Mopeds aren't popular choices for transportation in large parts of the United States because they are not suited to the transportation needs of typical Americans.

In very dense cities, you're probably better off walking and/or using public transport, because you're going to be sitting in traffic on that moped.

In your smaller urban environments, you might get by with a moped, but even then there's enough 45mph stroads that a moped is probably a poor choice. The ~150cc twist-and-go scooter that is highway capable would be a decent choice but that's legally a motorcycle.

In suburban environments or less dense, your trip to the grocery store is probably down a section of highway. A moped is dangerously slow and carries way too little cargo for a typical American grocery run.

Which is why I traded for my Aprilia RS50. Which is a rare bike in the United States, though it is (or was) common in Europe. This thing was a 6 horsepower superbike; it was built like a MotoGP race bike, because that's exactly what it is, it's used in the most junior bracket of MotoGP racing, you graduate from there to 125cc and then on up. In Britain, they're restricted to 30mph and used as, like, training bikes. A young teenager can ride one with those L plates for awhile before graduating to a higher license that allows higher speeds and more powerful engines. So, on that basis I can assert you are exactly wrong, smaller motorcycles are popular in Europe than they are in the United States because they are over-regulated; an artificial market is created for them. Said artificial market does not exist in the United States.

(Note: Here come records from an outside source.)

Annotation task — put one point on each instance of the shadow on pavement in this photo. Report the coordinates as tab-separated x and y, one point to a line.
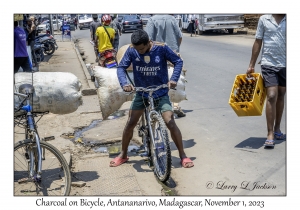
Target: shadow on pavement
140	166
176	162
186	144
85	176
186	111
254	143
47	58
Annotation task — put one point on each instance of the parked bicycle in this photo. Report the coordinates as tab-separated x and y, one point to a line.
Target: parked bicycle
39	168
153	131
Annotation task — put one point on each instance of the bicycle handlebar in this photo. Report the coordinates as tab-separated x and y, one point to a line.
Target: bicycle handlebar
20	94
150	89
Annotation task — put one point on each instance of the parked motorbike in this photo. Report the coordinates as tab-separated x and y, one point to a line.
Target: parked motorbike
49	43
38	50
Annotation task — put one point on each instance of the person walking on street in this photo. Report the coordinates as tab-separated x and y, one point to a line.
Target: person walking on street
196	26
93	27
75	22
104	39
118	32
271	37
146	54
170	34
191	26
21	58
30	34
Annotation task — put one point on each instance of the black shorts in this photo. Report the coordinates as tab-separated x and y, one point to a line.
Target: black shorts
273	76
22	62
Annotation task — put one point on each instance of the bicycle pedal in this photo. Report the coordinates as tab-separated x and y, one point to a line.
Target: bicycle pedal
49	138
144	154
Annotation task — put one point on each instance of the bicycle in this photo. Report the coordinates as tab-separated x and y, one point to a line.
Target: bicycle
39	168
156	145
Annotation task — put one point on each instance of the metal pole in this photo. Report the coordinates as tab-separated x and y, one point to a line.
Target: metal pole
51	24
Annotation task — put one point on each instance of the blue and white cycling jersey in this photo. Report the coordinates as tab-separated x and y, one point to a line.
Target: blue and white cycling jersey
150	69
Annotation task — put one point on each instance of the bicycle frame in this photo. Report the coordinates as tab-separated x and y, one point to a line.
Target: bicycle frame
149	113
31	129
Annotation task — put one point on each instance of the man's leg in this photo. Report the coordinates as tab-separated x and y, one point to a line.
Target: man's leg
96	53
176	135
272	93
133	118
279	108
26	65
17	64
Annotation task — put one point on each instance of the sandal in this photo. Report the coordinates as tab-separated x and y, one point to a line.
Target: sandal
269	143
185	161
279	136
117	161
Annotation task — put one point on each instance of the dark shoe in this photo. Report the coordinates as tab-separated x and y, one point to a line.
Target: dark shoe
179	112
269	143
279	136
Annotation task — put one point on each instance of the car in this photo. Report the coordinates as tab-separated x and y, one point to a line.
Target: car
72	25
145	18
84	21
131	23
43	25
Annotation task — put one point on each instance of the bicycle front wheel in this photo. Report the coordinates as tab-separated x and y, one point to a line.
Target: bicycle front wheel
160	150
55	174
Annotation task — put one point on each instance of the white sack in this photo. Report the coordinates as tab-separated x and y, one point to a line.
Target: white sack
111	96
56	92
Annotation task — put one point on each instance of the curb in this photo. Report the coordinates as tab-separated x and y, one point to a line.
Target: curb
85	70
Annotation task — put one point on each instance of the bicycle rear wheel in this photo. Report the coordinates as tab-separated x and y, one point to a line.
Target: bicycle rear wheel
56	176
160	152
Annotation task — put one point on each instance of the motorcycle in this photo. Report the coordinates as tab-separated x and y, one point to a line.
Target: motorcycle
108	59
38	51
49	43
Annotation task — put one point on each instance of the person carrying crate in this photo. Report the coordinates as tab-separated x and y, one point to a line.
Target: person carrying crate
271	37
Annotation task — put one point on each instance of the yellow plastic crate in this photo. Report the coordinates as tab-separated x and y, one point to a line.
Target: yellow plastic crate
253	107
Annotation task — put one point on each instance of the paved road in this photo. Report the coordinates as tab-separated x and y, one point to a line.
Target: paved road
227	150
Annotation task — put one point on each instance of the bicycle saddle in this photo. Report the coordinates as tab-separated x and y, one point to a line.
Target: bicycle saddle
26	88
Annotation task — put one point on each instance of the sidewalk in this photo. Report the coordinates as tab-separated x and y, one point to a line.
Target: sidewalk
89	167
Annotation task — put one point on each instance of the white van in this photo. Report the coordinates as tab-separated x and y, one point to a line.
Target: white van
213	21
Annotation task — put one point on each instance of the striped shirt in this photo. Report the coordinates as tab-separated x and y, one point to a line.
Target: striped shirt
164	28
274	40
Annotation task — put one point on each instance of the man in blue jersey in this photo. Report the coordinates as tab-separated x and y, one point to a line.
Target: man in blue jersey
149	61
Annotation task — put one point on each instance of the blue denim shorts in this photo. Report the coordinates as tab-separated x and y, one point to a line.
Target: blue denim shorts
161	104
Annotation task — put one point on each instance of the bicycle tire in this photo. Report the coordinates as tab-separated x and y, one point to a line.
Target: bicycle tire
56	176
161	153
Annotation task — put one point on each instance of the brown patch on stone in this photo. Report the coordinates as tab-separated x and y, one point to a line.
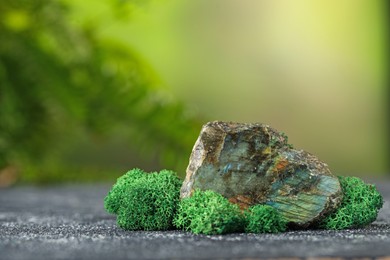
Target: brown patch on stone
242	201
281	165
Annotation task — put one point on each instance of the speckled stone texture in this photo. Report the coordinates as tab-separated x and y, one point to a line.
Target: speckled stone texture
253	163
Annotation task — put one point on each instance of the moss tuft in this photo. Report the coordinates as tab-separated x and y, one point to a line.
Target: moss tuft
359	207
144	201
264	219
207	212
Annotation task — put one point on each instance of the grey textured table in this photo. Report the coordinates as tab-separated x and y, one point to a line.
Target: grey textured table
69	222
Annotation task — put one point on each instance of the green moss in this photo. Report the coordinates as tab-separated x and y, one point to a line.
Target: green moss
208	212
115	196
264	219
144	201
359	207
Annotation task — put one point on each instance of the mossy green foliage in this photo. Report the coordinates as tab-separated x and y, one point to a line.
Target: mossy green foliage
144	201
208	212
264	219
359	207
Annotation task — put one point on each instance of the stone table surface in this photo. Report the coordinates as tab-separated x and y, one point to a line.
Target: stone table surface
69	222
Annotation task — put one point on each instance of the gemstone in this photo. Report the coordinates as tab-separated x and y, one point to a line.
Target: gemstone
253	164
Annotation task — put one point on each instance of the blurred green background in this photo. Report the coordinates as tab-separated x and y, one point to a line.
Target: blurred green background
89	89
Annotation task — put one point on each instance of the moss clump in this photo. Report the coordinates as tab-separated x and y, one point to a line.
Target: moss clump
359	207
264	219
144	201
207	212
114	199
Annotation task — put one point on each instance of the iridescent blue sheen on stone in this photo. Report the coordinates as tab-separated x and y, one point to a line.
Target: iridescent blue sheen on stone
254	164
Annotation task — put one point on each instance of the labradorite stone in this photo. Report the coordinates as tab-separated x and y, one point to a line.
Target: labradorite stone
254	164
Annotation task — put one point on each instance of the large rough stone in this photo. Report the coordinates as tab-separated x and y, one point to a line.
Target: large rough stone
253	163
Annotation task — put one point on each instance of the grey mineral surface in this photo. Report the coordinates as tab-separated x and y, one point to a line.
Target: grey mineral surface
253	163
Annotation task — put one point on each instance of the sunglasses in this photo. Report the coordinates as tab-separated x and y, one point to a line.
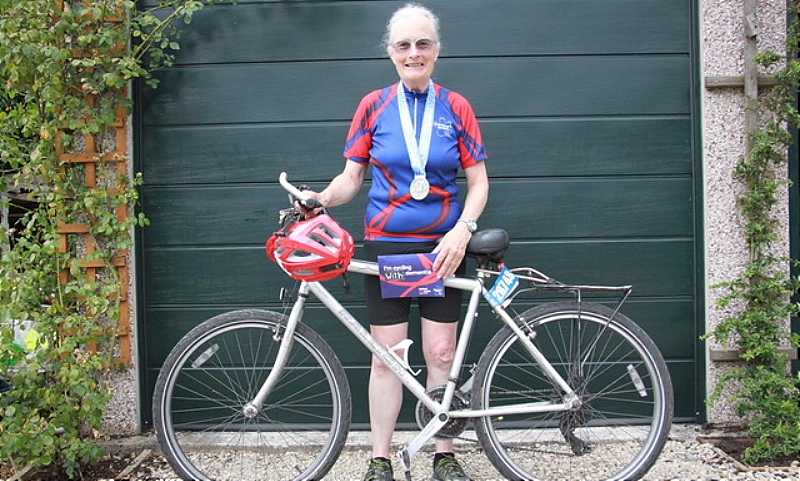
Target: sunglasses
421	44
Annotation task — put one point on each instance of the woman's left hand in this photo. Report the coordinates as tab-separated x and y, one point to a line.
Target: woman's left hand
451	250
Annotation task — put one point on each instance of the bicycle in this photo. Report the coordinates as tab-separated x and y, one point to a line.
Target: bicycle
564	390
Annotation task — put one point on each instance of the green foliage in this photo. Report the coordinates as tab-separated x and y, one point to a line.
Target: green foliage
64	69
768	394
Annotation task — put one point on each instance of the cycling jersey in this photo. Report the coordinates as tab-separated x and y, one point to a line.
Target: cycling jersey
376	137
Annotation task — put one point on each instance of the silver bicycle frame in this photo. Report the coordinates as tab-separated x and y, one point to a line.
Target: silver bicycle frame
440	409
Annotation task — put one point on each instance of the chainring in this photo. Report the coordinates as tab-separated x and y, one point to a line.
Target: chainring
455	426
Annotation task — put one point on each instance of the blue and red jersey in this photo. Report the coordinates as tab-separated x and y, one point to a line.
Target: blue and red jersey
376	136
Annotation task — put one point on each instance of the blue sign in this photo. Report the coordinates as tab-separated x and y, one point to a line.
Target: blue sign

The distances Americans have to travel, cars are infinitely safer and more useful. I've walked this walk. I commuted by both scooter and small bore motorcycle. I've crashed every bike I've owned, single-vehicle lowsides every one. I've ridden in all weather. I rode my motorcycle around a small college campus, and with a 36 mile commute to work. I've done long distance riding. It ain't for everyone.

To get people to start riding bicycles, even electric assisted ones, as a default instead of cars in the United States? You wouldn't get it done if you rubbed Aladdin's lamp, it would take more than three wishes. You'd have to change the landscape. The absolute wrong way to do it is just insist that, somewhere else in the world, riding power bikes on the sidewalk is okay, so it should be here, too. No, what happens if you try that is some 15 year old crashes into a pregnant woman on the sidewalk going 25 mph, she miscarries on the spot and all three of you go to prison for abortion.